Thursday, April 15, 2010

Searching for Pittsburgh


Searching For Pittsburgh

The fox pushes softly,
blindly through me at night,
between the liver and the stomach.
Comes to the heart
and hesitates.
Considers and then goes around it.
Trying to escape the mildness
of our violent world.
Goes deeper, searching for what remains
of Pittsburgh in me.
The rusting mills sprawled gigantically
along three rivers.
The authority of them.
The gritty alleys where we played
every evening were stained pink
by the inferno always surging in the sky,
as though Christ and the Father
were still fashioning the Earth.
Locomotives driving through the cold rain,
lordly and bestial in their strength.
Massive water flowing morning and night
throughout a city girded with ninety bridges.
Sumptuous-shouldered,
sleek-thighed, obstinate and majestic,
unquenchable.
All grip and flood,
mighty sucking and deep-rooted grace.
A city of brick and tired wood.
Ox and sovereign spirit.
Primitive Pittsburgh.
Winter month after month telling
of death.
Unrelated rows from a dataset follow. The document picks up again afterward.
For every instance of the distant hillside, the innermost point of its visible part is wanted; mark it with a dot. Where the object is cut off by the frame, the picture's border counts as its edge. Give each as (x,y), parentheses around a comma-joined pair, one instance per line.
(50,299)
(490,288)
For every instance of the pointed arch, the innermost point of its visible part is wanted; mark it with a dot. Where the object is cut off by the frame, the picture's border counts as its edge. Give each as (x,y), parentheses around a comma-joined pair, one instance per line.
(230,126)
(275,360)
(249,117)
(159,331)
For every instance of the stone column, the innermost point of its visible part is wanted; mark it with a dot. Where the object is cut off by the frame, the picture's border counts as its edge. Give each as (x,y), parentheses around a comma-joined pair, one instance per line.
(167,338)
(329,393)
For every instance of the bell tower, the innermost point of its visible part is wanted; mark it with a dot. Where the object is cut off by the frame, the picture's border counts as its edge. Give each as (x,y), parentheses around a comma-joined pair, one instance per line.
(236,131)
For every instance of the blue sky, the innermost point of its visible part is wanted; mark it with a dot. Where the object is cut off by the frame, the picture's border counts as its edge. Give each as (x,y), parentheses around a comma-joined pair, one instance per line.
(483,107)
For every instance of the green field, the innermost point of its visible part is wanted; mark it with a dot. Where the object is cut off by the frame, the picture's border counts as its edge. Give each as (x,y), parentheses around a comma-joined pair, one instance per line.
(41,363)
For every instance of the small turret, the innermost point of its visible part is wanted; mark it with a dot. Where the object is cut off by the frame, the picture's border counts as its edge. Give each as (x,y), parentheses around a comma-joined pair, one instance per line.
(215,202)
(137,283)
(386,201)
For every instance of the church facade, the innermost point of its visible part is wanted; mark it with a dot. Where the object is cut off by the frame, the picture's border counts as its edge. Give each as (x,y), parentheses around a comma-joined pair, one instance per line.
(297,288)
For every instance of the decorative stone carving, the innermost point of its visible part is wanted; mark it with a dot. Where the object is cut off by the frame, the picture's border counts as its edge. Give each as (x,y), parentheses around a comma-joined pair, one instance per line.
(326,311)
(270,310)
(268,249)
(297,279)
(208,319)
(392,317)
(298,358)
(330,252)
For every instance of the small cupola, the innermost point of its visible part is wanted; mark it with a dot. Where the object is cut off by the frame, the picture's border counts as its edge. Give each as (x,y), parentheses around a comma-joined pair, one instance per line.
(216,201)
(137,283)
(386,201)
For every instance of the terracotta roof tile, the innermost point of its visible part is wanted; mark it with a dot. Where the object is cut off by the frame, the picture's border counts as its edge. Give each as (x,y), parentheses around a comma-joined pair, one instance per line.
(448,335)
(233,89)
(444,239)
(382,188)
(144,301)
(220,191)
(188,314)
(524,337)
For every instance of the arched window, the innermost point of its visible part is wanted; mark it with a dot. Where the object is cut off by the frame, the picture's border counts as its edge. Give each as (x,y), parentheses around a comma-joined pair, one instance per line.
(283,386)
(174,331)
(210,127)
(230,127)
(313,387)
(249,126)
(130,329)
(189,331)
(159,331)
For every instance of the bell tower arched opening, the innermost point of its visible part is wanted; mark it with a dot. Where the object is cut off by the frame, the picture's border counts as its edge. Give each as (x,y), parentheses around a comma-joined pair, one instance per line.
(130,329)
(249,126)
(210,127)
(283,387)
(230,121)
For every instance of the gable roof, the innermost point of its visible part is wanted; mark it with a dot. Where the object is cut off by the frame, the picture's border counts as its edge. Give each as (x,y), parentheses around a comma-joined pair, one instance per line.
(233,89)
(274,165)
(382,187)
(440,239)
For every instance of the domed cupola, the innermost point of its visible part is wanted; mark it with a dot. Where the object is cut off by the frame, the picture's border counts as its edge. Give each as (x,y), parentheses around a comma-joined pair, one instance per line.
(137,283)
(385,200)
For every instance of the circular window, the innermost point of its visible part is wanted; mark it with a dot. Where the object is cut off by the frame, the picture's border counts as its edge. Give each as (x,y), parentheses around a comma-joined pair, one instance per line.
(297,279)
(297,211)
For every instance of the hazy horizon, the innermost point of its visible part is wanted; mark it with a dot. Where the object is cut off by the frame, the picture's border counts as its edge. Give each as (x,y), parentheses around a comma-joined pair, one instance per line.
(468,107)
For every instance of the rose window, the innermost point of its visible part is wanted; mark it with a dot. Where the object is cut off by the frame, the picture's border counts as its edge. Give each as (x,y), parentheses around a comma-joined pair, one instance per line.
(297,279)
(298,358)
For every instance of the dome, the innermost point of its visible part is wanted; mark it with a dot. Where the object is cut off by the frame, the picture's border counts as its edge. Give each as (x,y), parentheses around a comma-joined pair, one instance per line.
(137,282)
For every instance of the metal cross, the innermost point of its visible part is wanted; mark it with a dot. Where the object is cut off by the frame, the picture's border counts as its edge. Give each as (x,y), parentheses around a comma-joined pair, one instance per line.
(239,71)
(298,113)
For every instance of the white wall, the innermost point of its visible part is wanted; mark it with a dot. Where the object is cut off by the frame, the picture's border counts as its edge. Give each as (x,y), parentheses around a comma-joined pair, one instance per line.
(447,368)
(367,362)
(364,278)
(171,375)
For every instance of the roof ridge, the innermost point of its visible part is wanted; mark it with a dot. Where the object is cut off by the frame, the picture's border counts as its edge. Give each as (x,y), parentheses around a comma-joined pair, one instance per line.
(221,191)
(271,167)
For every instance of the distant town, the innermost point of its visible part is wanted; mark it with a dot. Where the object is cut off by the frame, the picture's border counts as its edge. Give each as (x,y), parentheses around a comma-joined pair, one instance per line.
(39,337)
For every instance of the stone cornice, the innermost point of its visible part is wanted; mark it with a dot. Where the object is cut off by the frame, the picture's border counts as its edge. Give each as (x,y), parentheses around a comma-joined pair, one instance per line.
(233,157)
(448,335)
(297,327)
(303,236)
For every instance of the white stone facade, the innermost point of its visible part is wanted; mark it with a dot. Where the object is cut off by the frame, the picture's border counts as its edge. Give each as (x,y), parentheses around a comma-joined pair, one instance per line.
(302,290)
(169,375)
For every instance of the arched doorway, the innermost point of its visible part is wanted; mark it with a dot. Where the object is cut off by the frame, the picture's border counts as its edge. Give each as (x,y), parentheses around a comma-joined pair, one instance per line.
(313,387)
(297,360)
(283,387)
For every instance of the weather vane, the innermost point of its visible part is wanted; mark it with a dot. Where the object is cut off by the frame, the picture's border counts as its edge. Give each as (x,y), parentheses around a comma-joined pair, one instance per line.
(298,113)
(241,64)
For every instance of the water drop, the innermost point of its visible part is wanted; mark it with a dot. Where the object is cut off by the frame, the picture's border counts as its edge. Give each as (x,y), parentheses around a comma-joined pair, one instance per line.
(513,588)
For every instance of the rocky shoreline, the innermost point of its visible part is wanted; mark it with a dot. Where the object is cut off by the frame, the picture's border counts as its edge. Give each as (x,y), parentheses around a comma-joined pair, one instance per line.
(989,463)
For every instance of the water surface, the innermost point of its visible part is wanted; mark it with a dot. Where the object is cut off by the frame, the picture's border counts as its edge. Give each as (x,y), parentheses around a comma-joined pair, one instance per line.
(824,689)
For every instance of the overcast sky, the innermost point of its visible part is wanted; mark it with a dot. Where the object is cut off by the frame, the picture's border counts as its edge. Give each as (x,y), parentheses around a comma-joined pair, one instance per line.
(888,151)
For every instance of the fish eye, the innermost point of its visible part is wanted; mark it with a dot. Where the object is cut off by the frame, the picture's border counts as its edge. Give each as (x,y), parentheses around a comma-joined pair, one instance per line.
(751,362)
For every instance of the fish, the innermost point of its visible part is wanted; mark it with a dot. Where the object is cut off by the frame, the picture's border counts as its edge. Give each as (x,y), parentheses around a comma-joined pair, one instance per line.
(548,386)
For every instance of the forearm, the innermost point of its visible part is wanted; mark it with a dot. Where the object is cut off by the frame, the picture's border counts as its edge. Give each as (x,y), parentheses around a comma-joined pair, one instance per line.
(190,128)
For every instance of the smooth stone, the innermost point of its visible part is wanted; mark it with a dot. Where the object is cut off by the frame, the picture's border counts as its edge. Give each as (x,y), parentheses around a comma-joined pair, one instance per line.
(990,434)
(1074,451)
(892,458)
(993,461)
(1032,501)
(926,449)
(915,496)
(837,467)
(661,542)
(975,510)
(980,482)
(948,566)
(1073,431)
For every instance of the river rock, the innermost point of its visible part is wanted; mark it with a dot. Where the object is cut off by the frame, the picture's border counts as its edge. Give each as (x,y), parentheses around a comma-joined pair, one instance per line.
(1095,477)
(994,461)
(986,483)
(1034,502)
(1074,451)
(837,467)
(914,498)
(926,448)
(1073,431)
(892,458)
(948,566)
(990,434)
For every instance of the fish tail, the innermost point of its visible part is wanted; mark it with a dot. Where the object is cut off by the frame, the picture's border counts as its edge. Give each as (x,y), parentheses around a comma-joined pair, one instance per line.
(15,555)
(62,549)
The beauty forcing us
as much as harshness.
Our spirits forged in that wilderness,
our minds forged by the heart.
Making together a consequence of America.
The fox watched me build my Pittsburgh
again and again.
In Paris afternoons on Buttes-Chaumont.
On Greek islands
with their fields of stone.
In beds with women, sometimes,
amid their gentleness.
Now the fox will live in our ruined
house. My tomatoes grow ripe among weeds
and the sound of water.
In this happy place my serious heart has made.